Lou Bustamante Don't let the slaw fool you, there is a LOT of chicken in this monster sandwich.
The Truck: Old Word Food Truck
The Cuisine: East European and Jewish Comfort Food
Specialty Item: Chicken Schnitzel Sandwich
Worth the Wait in Line? Yes.
The Bay Area has no shortage of fried chicken sandwiches: Cotogna's Friday-only Tuscan version, Naked Lunch's unbattered fried thigh, 4505 Meats' market-veggie-dressed Chicken Yum Yum, and the benchmark that put Bakesale Betty's on the map. Rolling up to the Old World Food Truck for their Chicken Schnitzel-wich ($8), we expected a variation on the same theme, but were instead rewarded with something so different, delicious, and well-integrated it took us by surprise.
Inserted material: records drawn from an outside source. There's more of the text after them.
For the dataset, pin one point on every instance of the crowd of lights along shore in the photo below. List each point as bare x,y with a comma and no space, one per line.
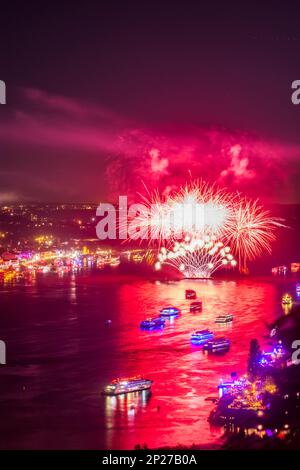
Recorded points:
201,228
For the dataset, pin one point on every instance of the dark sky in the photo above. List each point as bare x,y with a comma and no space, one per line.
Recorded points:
104,94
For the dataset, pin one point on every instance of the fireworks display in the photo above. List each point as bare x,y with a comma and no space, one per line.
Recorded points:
201,228
197,258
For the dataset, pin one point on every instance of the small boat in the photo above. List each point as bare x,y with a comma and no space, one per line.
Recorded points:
190,294
152,323
287,299
217,345
169,312
127,385
224,318
196,307
202,336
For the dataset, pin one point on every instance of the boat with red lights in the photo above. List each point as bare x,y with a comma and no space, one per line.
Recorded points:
201,336
127,385
152,323
224,318
196,306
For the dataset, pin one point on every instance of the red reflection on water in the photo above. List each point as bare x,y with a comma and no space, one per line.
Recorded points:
183,375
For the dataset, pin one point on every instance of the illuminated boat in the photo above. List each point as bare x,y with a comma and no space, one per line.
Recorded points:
224,318
190,294
202,336
127,385
217,345
169,312
196,307
287,299
151,323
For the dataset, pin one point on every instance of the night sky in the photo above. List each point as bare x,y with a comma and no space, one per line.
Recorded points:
105,96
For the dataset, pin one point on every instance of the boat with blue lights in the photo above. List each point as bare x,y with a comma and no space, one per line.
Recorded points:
196,306
190,294
201,336
152,323
127,385
217,345
224,318
169,312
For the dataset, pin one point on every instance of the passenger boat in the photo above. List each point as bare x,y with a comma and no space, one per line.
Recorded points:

Kenny Hockert, who describes himself as "owner-chef-mensch" of Old World Food Truck, set out to make a bahn mi-style sandwich with Eastern European ingredients. The result is something unique. A crisp Acme torpedo roll is dwarfed by the patchwork of large, juicy, and crunchy pieces of breaded fried chicken, topped with a mound of vinegar-and-oil cabbage slaw that cuts the richness just enough. Horseradish mayo is mostly a wallflower, adding a hint of heat but politely sitting in the background instead of assaulting your sinuses. Not being a shlemeil, we opted for the optional chopped liver schmear ($1, liver, onions, sherry, lemon, schmaltz), which adds terrific richness.
The most suprising element, the smoky, toasted caraway seed-infused honey, is what nudges the sandwich into greatness. Not only does it create the wonderful salty-sweet contrast, it also adds some umami-like earthiness to enhance the slaw and chicken. The honey's sticky intensity has the same effect as fish sauce: it perplexes in the first bite, and becomes addictive in the rest.
Hocket's East European and Jewish soul food is a concept that shows how universal comfort food can be. Is this an evolution of the fried chicken sandwich? Hopefully. Sometimes to move forward, we have to look back.